Là est le truc : absorbés par les détails sérieux d’un monde alternatif foisonnant et dynamique, le spectateur en oublie presque que Shinkai Makoto ne leur donne jamais autant d’importance qu’aux symboles qui ont motivé son œuvre : lorsque les héros adolescents se font la promesse d’aller "au-delà des nuages", ça ne traduit ni un quelconque intérêt pour l’objet roboratif de cette construction, ni une quelconque conscience politique en éveil, mais uniquement leur désir de s’évader. Lorsque Hiroki décide d’emmener Sayuri dans leur avion artisanal au-delà de la tour de l’Union, on y voit l’intérêt logique d’une quelconque réponse intellectuelle à tout ce bazar, alors que ce n’est que pour réveiller cette dernière, et l’on ne saura jamais vraiment le fin mot de toute cette histoire de tour. Car ce n’était qu’un background. Le vrai et unique héros de La Tour au-delà des nuages n’était que l’adolescence. La fin en témoigne spectaculairement, énième démonstration de la maestria artistique de Shinkai (qui sait, à la réalisation comme au montage, se montrer digne de l'immense qualité graphique de son bébé).



Ainsi, la meilleure preuve réside dans la dernière réplique du film, "okaeri". Quel film d’une telle ampleur thématique peut oser se finir de façon aussi simple, simpliste, fou humble ?

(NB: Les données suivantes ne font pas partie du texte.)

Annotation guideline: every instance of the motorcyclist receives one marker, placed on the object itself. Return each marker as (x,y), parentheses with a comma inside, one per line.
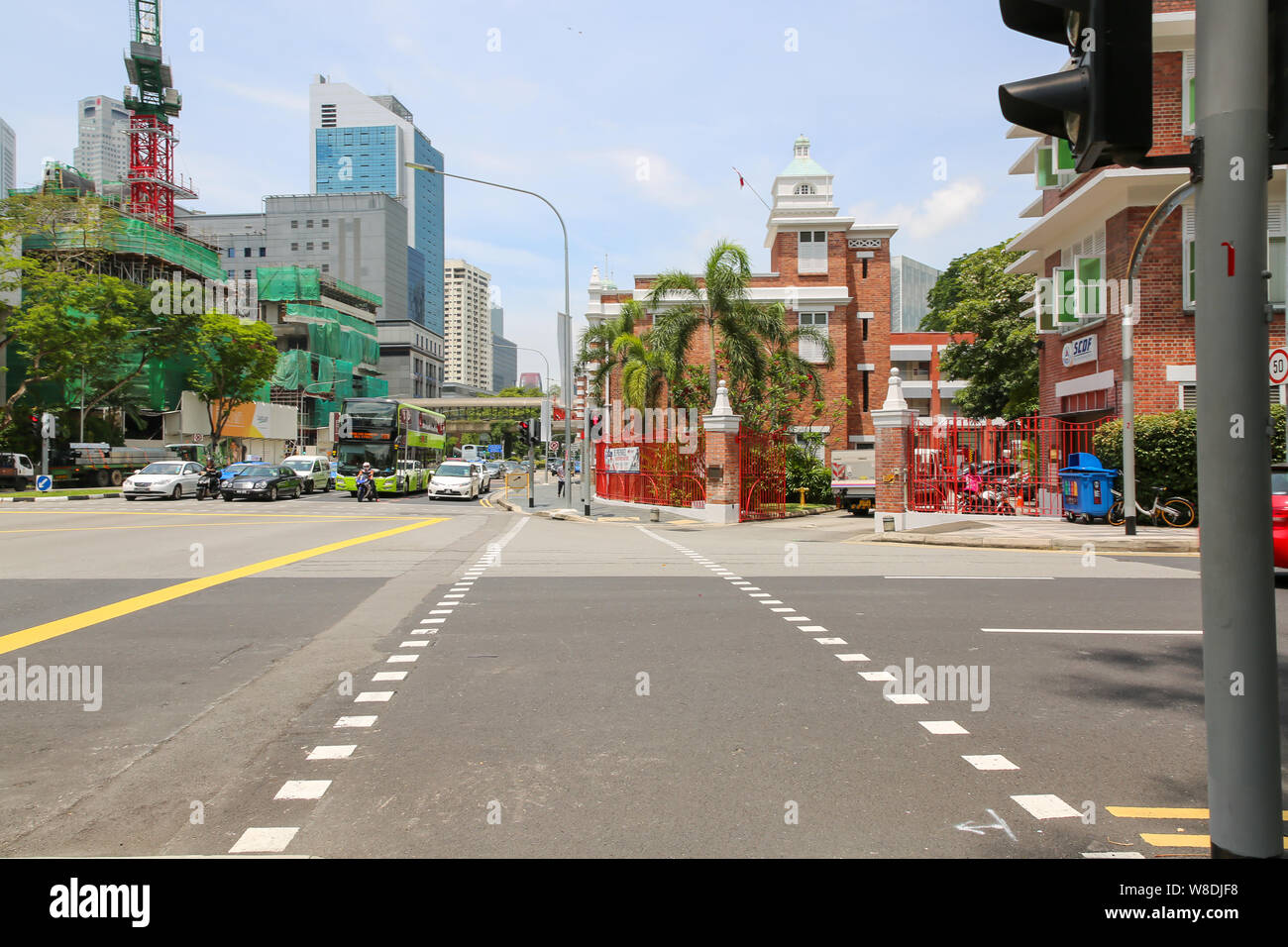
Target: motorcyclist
(211,475)
(368,483)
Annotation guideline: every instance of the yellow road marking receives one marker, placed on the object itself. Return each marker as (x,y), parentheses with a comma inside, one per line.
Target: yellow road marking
(1184,840)
(53,629)
(1108,553)
(1159,812)
(194,513)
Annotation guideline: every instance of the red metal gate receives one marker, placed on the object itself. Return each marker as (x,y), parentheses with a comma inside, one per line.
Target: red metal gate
(966,466)
(664,474)
(763,471)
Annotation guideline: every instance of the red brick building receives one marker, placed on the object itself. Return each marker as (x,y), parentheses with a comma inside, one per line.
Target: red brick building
(1081,243)
(829,272)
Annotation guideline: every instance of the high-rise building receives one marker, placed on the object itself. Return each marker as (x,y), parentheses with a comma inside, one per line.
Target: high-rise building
(8,158)
(505,356)
(910,285)
(468,325)
(359,239)
(102,153)
(361,144)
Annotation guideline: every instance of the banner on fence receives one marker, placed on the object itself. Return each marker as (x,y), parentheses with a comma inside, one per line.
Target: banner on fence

L’auteur ne donne ainsi presque aucune explication à son monde, voire aucune base de plus que celles qui sont visibles, soit très peu. On est là loin de Appleseed 2004 où des scénaristes-otakus s’amusent comme des petits frappadingues à choisir le nom de la loi votée en octobre 2316 contre le mariage des androïdes, juste parce que ça fait bien. Bien sûr, on est donc également très éloignés des "bons", Oshii Mamoru, ou Ôtomo ; qu'on se le dise : essayer de croire à cette histoire de gamins fabriquant un avion dans un grenier pourri juste parce qu'ils sont malins, c'est signer la mort du film ; il ne faut pas se tromper de propos. On se rapprocherait plus d’un Anno, avec ses scripts métaphysiquement torturés mêlés à un romantisme acre et puissant. Le film de Shinkai ne va certes pas aussi loin, dans aucun des sens, mais ne le prétend de toute façon pas : tout ce qu’il veut raconter ne s'embarrasse pas de complications... pas même sa Femme (fille...), mise en grâce de façon constante et immaculée - fille chez laquelle on aurait aimé déceler autre chose que de l'innocence brute à 100% coco pur sucre, la rendant un peu stérile, ce qui est d'ailleurs le principal défaut que repprochent au film ses détracteurs. Certes, mais une chose leur échappe : le fait qu'à aucun moment Sayuri n'est filmée dans sa "vie de tous les jours". Son personnage n'existe que dans les souvenirs des deux héros ; et dans le présent, dans ses rêves chimériques.


Applaudissez.

D’un point de vue technique, le film de Shinkai ne bénéficie pas de la pelure d’exception de Voices of a distant star, car il a été conçu dans des conditions plus confortables (bien que le mot soit un peu fort) ; mais cela n’enlève rien à sa valeur définitive : sans que la chose n’entame vraiment l’animation, fluide et efficace sans sembler économe, le soin apporté aux décors, souvent peints à la main, en fait un tableau constant, tant de la nature (plus précisément du ciel…) que des environnements urbains, rares mais arrivant à s’éloigner eux aussi des canons habituels. Et là-dessus, l’auteur, doté d’un solide sens du cadre et du raccord, assemble tous les morceaux en un puzzle manquant peut-être d’un peu de rythme, parfois de liant scénaristique, mais à la mélancolie météorologique unique.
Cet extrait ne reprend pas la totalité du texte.